Monday, August 31, 2009

Worms of the world, unite!

Earlier last spring, I put my six-year old and the kid next door to work on an unusual project. We studied together a "how to" YouTube video, then we set ourselves to build a worm compost bin for my balcony garden.

The girls turned out to be awesome students. They drilled the holes in the Rubbermaid container, they shredded the newspaper to create a comfy worm bed, they placed the decomposing vegetable scraps (which they renamed the yucky food) into the bin.

The worms themselves had arrived the night before by regular mail. When I popped open the little Canada Post box and showed the girls the red wrigglers roaming through the ziplock bag, they looked at me in disbelief. What a weird dad, they thought.

Putting worms to work for one's own benefit does require some cultural adjustment. In our western collective psyches, worms are more associated with decay and death than help and work. They take our imaginations to the cemetery rather than to a basket of juicy tomatoes. My wife has already put me on notice: play as you want on the balcony, but those worms are not coming inside. I haven't broken her the news yet that at one point in the winter they will have to, or they will freeze to death. One argument at a time.

For my part, I am very fond of my worms and find them to be among the mightiest creatures on the planet. They add considerable value to my balcony garden. Without them, the sterile soil of my pots would be exhausted in a single season and I would depend on the ready made fertilizer bags found at the plant store. My worms close the circle on this tiny ecosystem of mine. To say that I am grateful to them for their invaluable work would be quite a understatement, when what I am really saying is that mankind ought to dedicate a cult to that fantastic animal.

Of course, a biologist would interject that, technically, my worms don't work. They eat. They metabolize the vegetal residues that I place in the bin for them, and their metabolic activity creates fecal waste which happens to be extremely beneficial to my plants.

"Work" is another concept altogether, quite different from a worm's daily feast, or so I am told. It is an act of the will rather than that of the stomach. As such, it is a specific attribute of man, setting him aside from every other living species. As Marx famously wrote, "a bee puts to shame many an architect in the construction of her cells. But what distinguishes the worst architect from the best of bees is this, that the architect raises his structure in imagination before he erects it in reality." Human labor, Marx added, is the only force capable of creating more value than it initially has. Nature merely provides man with the material conditions for value creation, in the form of natural resources.

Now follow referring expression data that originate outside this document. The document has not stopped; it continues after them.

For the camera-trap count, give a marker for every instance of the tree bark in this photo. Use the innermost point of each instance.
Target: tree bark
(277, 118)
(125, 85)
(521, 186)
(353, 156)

It depends, I guess, on the definition one gives to value. Value defined as an exchange-value bought and sold on a market is distinctively human. Value understood as use-value however, as previously discussed here, finds its origin in nature. The value I am adding to my balcony garden is marginal. The plants combine solar energy and soil nutrients to produce protein out of thin air. The worms feed dead plants back to the living as they feed themselves along the way. Clearly, they - not I - perform the bulk of the work.

Me? I am just the middle man, awkwardly standing in the way of that metabolic miracle, levying my food tax based on the dubious claim that I am the lord of the balcony. All I do there is orchestrate a process which I comprehend and control only in the shallowest of manners. My primary contribution to this arrangement is to keep everything potted, sealed, and in my custody. And oh yeah, I throw in some food scraps and water whenever I remember.

If my balcony were a factory, I would be employed as a rather incompetent manager. The real worker on that factory's floor is the worm. I am to my worms what the capitalist is to his workers, a parasitic exploiter of labor power. You agree with my wife and daughter that I am out to lunch? Well try this. Imagine if the worms of the world went on strike. Then you would know who indeed produces value, and who really is the lord of my balcony.